The resulting plot shown in Figure 8-2 very effectively illustrates Dorothy’s relationships in the book; the nodes closest to her include her closest allies—her dog, Toto, the Scarecrow, and the Tin Woodman, while those on the outer edges are characters with whom Dorothy interacts the least. The social graph also shows Dorothy’s close promixity to Oz and the Wicked Witch, both of whom she has significant, albeit more complex, relationships.

A force-directed graph of Dorothy's social network in the Wizard of Oz.
Figure 8-2. Force-directed ego graph for the Wizard of Oz
Note

The construction and utility of property graphs as well as NetworkX’s add_edge, ego_graph and draw methods will be discussed in greater detail in Chapter 9.

Co-occurrence plots

Co-occurrence is another way to quickly understand relationships between entities or other n-grams, in terms of the frequency with which they appear together. In this section we’ll use Matplotlib to plot character co-occurrences in The Wizard of Oz.

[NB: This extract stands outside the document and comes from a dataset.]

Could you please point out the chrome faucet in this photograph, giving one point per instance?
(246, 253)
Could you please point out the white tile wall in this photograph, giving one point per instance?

First, we create a function matrix that will take in the text of the book and the list of characters. We initialize a multidimensional array that will be a list that contains a list for every character with the count of its co-occurrences with every other character:

from nltk import sent_tokenize

def matrix(text, cast):
    mtx = []
    for first in cast:
        row = []
        for second in cast:
            count = 0
            for title, chapter in text['chapters'].items():
                for sent in sent_tokenize(chapter):
                    if first in sent and second in sent:
                        count += 1
            row.append(count)
        mtx.append(row)
    return mtx

We can now plot our matrix. To approximate the D3 plots, we want to plot two co-occurrence matrices side by side; one with the characters ordered alphabetically and one where they are ordered by overall frequency in the text. We’ll initialize a figure and axes, add a title and increase the default whitespace between the subplots to ensure there will be room for the characters names, and create enough x- and y-tick marks to correspond to every character.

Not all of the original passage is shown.